If you think peer-to-peer collaboration is the exclusive province of 21st-century computer nerds, this hefty anthology will open your eyes to its precedents among indigenous cultures and its growing offshoots in pursuits as lofty as genomics and as mundane as proofreading.
Readers accustomed to open software manifestos by programmers like Richard Stallman or Eric Raymond will find much of this volume phrased in the academic lingo of economics or political science rather than geekspeak; the writing in the first section, mostly by anthropologists, can be turgid. But don't let that deter you, for the book's first section contains some of the most nuanced perspectives on the concept of the cultural and economic "commons"--in particular, on how its European variant is only a simplistic reflection of its older and more complicated origin among native peoples.
From anthropology the book winds its way through economics, public policy, and the life sciences, ranging from flights of theory to examples grounded in local cultures. (Did you know that copyright is stifling folk singers in Irish pubs, or that the Aboriginal word for "property" is the same as their word for "relative"?)

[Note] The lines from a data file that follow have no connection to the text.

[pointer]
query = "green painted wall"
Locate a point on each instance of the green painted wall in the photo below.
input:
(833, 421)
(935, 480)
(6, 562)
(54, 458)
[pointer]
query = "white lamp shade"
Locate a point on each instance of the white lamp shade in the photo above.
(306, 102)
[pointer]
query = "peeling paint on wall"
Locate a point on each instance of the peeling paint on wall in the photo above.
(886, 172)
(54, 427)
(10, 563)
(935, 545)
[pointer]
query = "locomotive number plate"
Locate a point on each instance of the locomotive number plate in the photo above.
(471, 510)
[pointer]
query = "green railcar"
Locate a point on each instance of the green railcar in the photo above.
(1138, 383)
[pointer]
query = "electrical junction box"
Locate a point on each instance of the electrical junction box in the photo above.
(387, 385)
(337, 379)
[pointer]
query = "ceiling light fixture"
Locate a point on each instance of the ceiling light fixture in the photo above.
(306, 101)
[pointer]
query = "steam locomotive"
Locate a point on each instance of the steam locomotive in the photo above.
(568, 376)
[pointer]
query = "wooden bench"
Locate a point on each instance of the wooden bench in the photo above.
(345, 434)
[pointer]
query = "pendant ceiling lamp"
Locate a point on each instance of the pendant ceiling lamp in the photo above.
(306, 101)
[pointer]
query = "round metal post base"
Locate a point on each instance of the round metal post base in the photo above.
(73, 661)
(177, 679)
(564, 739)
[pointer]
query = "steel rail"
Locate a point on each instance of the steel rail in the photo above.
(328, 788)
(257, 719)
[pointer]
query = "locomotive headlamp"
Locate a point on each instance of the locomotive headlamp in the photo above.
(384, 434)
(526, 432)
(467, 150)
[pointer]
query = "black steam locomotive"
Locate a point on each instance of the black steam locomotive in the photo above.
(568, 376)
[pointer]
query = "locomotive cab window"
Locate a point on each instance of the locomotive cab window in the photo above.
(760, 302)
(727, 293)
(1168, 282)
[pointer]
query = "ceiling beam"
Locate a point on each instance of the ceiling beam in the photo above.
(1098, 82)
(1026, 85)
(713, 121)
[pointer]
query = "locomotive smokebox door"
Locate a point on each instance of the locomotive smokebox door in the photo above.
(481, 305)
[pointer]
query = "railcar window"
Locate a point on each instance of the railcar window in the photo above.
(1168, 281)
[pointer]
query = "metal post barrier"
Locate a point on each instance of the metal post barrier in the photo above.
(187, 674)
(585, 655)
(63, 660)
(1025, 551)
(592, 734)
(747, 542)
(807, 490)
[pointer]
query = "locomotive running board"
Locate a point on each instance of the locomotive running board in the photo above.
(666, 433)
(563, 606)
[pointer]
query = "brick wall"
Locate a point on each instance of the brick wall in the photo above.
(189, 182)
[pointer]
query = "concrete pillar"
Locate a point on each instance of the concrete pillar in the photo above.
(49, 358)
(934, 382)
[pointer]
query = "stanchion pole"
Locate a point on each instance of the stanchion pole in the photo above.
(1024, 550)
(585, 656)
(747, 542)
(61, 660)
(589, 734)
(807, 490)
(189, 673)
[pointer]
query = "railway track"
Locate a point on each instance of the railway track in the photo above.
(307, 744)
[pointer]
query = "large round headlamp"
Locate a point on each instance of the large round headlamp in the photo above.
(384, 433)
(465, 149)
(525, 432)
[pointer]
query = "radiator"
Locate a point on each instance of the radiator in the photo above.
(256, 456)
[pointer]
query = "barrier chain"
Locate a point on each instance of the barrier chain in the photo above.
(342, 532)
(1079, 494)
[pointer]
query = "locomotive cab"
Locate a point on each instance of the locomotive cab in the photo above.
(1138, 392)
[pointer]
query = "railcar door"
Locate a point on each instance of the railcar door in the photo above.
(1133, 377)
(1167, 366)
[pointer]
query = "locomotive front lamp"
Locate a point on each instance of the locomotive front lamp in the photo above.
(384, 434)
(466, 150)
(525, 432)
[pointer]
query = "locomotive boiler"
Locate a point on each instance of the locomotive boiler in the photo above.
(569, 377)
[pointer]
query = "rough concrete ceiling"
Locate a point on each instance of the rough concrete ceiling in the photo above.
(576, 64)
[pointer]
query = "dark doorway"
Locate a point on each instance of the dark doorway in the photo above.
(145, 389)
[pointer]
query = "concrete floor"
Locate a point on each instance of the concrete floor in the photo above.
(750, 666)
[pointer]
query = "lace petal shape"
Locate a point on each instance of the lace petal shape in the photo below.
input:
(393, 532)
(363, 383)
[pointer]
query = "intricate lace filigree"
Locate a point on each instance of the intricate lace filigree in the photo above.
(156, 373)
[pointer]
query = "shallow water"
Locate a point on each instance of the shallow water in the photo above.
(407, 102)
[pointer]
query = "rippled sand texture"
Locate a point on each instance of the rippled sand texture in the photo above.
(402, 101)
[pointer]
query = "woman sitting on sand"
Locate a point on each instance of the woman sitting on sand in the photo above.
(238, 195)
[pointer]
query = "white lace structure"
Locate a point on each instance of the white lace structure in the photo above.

A particular eye-opener is Yochai Benkler's "Coase's Penguin," which traces commons-based collaboration in such diverse fields as NASA crater identification, encyclopedia writing, and proofreading--noting that the quality of anonymous contributions of online volunteers to such cultural and scientific production is often indistinguishable from that of paid professionals. John Clippinger and David Bollier's "Renaissance of the Commons," on the other hand, is a manifesto for open culture grounded in scientific revelations from recent research in neuroscience and behavioral psychology. It's an essay guaranteed to make copyright maximalists frown and commons advocates jump out of their seat and say, "Yes, I knew it!"
CODE is a circuitous but rewarding examination of open collaboration, a theory and practice poised to revolutionize the fields represented in this book and beyond.